2024 est la première année où les surfaces agricoles bio sont en recul en France. 62% des agriculteurs bio envisagent d’arrêter leur activité dans les 10 ans. La moitié des fermes bretonnes sont concernées par un arrêt d’activité dans les dix prochaines années. Et c’est plus vrai en Ille-et-Vilaine que dans le reste de l’Hexagone.

Face à ce constat, Agrobio35, en partenariat avec Terre de Liens, le CIVAM-IT35, et les territoires d’étude, a amorcé un travail, depuis mars 2023, autour de l’enjeu du maintien des terres bio en bio au moment de l’arrêt d’activité.

Ce jeudi, ils invitaient les agriculteur·rices bio du département, agent·es et élu·es des territoires à la restitution des résultats d’une étude menée sur 140 fermes afin de confronter vécus et idées, notamment autour de l’anticipation de la transmission et de la maîtrise du foncier.

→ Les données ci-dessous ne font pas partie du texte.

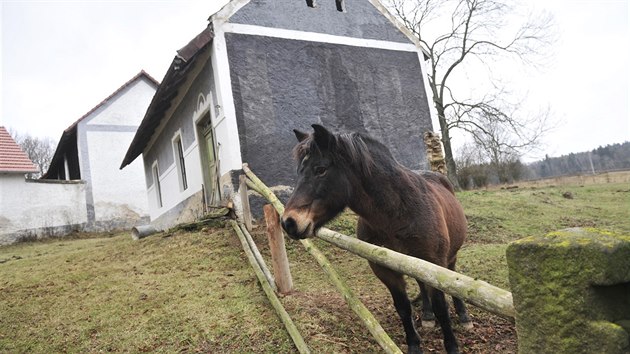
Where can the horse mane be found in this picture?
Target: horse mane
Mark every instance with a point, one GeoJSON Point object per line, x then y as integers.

Après avoir réalisé une première étude, en 2023 pour identifier les freins et les leviers au maintien des terres bio en bio, au moment de l’arrêt d’activité des agriculteurs et agricultrices, le travail s’est centré, au 1er semestre 2024 sur l’identification des terres à risque de non transmission en bio au moment de l’arrêt d’activité.

Cette étude s’est faite avec l’ambition de se donner les moyens d’anticiper et d’éviter toute dégradation de l’utilisation du foncier bio (retour à une agriculture chimique) en introduisant le principe de sanctuarisation des terres bio.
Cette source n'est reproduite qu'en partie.